Subject: Re: multiple Tx queues
To: David Young <dyoung@pobox.com>
From: Greg Troxel <gdt@ir.bbn.com>
List: tech-net
Date: 01/11/2004 12:57:05
  Maybe you did not see where I wrote,

  "I guess that these chipset features could be used to implement `hardware
  ALTQ(9)' by analogy to `hardware crypto' ? I think that a driver can
  provide a hardware implementation of some CBQ, HFSC, and PRIQ configs
  by overloading the {cbq,hfsc,priq}_class_create routines. Some CBQ and
  PRIQ configs will map to rtw's prioritized rings. Some HFSC configs might
  also map to a combo of prioritized rings and a contention-free ring."

Nope, I didn't!

  > packets from ring 0 if there are any, and if not takes the first packet
  > from ring 1, etc.?

  The card I am playing with has high-, normal-, and low-priority descriptor
  rings which work as you describe above. As you mention, the hardware
  implementation is advantageous for reasons of deeper pipelines and
  fewer interrupts.

OK, so mostly we are looking at priority queues.

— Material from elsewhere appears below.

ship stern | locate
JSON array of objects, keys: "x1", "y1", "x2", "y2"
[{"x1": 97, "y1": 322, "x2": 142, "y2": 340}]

  I think that the NIC's multiple transmit priorities can help to
  alleviate HOL blocking kind of like this: if_start puts all packets in
  the normal-priority ring by default. In a HOL-blocking condition involving
  weak/busy receiver W, if_starts puts packets for W into the low-priority
  ring, and packets for a receiver R != W into the high-priority ring. When
  the blocking condition is over, packets for W go into the low-priority
  ring until its weak/busy condition ends. Packets for receivers R !=
  W go into the normal-priority ring.

What one really needs is some sort of per-receiver queue with
fairshare unless an CTS is not forthcoming, in which case the packet
gets skipped for now.   But I suppose you could implement the above
scheme, except that it isn't immediately clear how W is fingered,
unless the kernel keeps track of the outgoing packets and scores
receivers based on inter-transmit gap when the txcomplete interrupts
happen.  At least that seems to be the hard part.

But the use of queues to mitigate problems from HOL blocking doesn't
require any tagging or QOS processing; this is really about just the
driver (or 802.11 layer, or more generally for all interfaces that
use a per-receiver RTS which may not be forthcoming).